In `@src/core/llm/geminiProject.ts`:
- Around line 116-147: The current loadManagedProject function swallows all
non-2xx responses and exceptions by returning null, which later causes
ProjectIdRequiredError to be thrown incorrectly; instead, on non-2xx responses
(in loadManagedProject) parse/collect the response status and body and throw a
distinct error (e.g., LoadProjectError) that includes status and diagnostic
info, and in the catch block rethrow or wrap the caught error in that same
LoadProjectError so callers can distinguish auth/network/load failures from a
genuine missing project id; update callers that expect null (where
ProjectIdRequiredError is raised) to treat this new error separately.
- Around line 149-203: The loop in onboardManagedProject always calls await
wait(delayMs) even after the final retry, causing an unnecessary delay; modify
the for loop so the wait is only invoked between attempts (e.g., call
wait(delayMs) only when attempt < attempts - 1) ensuring no delay after the last
iteration and preserving current retry/return logic.

🧹 Nitpick comments (5)

src/components/settings/sections/PlanConnectionsSection.tsx (1)

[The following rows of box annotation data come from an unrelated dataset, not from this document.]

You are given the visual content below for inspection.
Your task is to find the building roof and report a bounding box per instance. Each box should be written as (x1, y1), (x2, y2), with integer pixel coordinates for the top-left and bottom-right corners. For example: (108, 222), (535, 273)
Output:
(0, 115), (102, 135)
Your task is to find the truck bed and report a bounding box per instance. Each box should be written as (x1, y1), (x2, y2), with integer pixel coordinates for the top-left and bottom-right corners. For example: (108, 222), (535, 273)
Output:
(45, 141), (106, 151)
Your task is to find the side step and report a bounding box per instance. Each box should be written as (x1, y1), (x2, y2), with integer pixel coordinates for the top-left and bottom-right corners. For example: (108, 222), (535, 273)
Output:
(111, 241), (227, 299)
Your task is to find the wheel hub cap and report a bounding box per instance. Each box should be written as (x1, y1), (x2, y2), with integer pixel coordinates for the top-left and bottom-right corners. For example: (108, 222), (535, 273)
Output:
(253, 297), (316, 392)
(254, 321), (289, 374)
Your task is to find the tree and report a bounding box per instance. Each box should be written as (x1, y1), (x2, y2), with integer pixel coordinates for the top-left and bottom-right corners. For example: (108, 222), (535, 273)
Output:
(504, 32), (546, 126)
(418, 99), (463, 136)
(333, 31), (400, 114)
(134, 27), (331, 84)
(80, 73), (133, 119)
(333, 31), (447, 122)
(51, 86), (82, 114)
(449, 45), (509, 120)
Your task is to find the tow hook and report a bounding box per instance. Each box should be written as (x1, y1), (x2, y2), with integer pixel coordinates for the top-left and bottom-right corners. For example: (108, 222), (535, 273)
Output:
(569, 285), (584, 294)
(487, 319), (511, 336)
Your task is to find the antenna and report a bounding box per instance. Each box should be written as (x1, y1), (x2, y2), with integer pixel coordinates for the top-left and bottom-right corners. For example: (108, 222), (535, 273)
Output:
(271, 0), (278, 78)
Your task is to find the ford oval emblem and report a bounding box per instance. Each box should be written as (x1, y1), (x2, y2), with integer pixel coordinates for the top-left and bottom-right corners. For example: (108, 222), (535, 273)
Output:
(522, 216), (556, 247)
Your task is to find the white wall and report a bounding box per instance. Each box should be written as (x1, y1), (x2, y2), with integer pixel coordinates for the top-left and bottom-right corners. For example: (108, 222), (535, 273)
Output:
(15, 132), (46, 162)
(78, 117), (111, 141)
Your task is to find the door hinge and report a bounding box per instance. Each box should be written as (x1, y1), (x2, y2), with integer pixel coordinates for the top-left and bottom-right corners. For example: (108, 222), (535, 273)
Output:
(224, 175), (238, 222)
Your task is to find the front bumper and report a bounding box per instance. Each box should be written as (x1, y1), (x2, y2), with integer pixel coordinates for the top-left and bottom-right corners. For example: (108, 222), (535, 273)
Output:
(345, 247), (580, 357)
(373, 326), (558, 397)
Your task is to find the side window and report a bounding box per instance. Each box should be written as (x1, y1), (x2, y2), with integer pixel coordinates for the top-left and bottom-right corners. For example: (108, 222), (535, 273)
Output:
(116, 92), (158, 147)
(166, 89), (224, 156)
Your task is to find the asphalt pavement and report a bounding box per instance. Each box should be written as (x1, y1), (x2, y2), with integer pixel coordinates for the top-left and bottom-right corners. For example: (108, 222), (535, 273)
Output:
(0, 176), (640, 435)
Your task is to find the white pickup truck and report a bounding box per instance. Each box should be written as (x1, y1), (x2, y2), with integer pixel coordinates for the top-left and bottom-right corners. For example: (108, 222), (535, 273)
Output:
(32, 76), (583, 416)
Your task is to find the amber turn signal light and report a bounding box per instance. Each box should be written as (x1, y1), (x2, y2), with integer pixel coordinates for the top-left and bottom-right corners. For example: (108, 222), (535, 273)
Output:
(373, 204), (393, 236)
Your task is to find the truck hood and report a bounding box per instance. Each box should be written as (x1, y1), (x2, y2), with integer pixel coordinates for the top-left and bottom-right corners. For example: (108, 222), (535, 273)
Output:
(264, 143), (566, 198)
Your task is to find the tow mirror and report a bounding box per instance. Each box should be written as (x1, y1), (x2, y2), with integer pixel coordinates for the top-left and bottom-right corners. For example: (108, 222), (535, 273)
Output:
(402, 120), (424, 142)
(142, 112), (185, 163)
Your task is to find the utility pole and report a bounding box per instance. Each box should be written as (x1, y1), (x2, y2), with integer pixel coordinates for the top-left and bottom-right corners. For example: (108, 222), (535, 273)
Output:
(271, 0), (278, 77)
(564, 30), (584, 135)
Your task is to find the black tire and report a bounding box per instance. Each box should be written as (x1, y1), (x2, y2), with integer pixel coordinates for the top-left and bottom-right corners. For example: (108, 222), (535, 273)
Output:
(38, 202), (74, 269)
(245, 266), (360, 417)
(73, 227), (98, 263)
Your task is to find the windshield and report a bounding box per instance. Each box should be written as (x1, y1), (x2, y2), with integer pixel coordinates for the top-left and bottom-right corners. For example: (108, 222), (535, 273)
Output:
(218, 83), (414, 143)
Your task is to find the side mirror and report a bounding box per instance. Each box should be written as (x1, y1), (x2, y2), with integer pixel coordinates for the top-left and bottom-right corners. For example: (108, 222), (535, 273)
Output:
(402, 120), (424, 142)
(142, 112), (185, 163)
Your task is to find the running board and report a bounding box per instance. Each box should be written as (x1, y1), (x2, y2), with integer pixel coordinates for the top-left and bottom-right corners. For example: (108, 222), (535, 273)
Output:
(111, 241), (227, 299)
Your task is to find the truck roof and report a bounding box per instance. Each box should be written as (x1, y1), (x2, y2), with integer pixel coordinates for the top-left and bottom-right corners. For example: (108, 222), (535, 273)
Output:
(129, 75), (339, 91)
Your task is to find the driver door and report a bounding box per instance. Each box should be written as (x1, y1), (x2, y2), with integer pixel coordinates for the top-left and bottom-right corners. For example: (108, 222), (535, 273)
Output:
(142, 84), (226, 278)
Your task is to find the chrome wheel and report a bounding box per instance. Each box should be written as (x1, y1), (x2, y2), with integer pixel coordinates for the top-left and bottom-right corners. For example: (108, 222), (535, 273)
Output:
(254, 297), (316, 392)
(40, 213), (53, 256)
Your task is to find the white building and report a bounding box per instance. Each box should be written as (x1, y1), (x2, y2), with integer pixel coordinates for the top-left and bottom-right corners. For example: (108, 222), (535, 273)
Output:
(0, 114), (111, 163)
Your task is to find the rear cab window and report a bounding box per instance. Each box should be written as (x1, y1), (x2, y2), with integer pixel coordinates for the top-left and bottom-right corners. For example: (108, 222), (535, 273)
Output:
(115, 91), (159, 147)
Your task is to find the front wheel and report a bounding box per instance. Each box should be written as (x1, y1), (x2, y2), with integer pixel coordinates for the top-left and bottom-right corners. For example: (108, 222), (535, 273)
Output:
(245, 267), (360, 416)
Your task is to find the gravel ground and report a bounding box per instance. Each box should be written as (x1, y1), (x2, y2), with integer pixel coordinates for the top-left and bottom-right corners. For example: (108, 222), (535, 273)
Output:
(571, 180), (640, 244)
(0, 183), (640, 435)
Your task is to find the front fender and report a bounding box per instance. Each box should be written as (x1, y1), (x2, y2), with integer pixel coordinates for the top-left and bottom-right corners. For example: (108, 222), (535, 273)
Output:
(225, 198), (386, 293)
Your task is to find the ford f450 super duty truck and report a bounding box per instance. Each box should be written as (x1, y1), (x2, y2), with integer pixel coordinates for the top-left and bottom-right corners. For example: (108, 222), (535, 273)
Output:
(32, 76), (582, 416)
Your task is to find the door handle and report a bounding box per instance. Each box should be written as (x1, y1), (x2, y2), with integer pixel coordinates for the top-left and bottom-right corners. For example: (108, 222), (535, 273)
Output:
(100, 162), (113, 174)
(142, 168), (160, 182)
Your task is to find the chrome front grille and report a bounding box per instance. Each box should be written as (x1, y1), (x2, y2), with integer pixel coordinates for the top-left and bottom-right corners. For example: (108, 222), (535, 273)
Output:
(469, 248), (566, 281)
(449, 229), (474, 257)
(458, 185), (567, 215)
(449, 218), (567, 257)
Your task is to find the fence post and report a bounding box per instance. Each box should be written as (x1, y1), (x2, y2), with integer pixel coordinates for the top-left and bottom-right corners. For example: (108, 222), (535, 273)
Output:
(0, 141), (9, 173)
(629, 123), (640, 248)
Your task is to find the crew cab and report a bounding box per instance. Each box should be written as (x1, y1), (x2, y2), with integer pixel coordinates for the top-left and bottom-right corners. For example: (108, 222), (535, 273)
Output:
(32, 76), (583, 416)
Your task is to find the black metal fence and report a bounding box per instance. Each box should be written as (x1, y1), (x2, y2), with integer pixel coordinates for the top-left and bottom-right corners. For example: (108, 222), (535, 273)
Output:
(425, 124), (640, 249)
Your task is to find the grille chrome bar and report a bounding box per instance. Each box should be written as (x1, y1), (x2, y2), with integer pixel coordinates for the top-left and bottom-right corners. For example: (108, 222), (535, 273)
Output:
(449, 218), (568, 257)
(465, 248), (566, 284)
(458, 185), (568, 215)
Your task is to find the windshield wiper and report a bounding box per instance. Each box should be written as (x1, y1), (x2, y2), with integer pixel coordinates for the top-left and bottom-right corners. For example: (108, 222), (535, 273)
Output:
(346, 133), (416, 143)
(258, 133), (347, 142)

87-98: Consider expanding the warning scope to include Gemini.

The warning banner specifically mentions Anthropic OAuth restrictions, but since Gemini Plan also uses third-party OAuth (connecting to Google via a non-official client), similar risks may apply. Consider generalizing the warning or explicitly noting the risk status for Gemini.

src/core/llm/geminiCodeAssistAdapter.ts (2)

65-66: Prototype mutation for SDK compatibility is fragile but documented.

Using Object.setPrototypeOf to enable SDK helper methods (like response.text) on plain JSON is a clever workaround, but this pattern is fragile—if the SDK's GenerateContentResponse class changes its internal structure, this could silently break. Consider adding a comment noting this coupling.

---

140-141: Consider documenting the in-place mutation.

addThoughtSignatures mutates the contentEntries array's nested content.parts in place. While this works, adding a brief comment clarifying the mutation intent would improve readability.

src/components/settings/modals/ConnectGeminiPlanModal.tsx (2)

149-152: Consider logging errors for debugging.

Empty catch blocks with generic error messages make troubleshooting OAuth issues difficult. Consider logging the actual error (e.g., to console in development) while showing the user-friendly message.

💡 Suggested improvement

-    } catch {
+    } catch (err) {
+      console.error('Gemini OAuth auto-connect failed:', err)
       setAutoError(
         'Automatic connect failed. Paste the full redirect URL below and click "Connect with URL".',
       )

---

135-136: Popup blockers may prevent automatic OAuth flow.

window.open can be blocked by popup blockers, leaving the user waiting indefinitely. Consider detecting if the window opened successfully and guiding the user to allow popups if needed.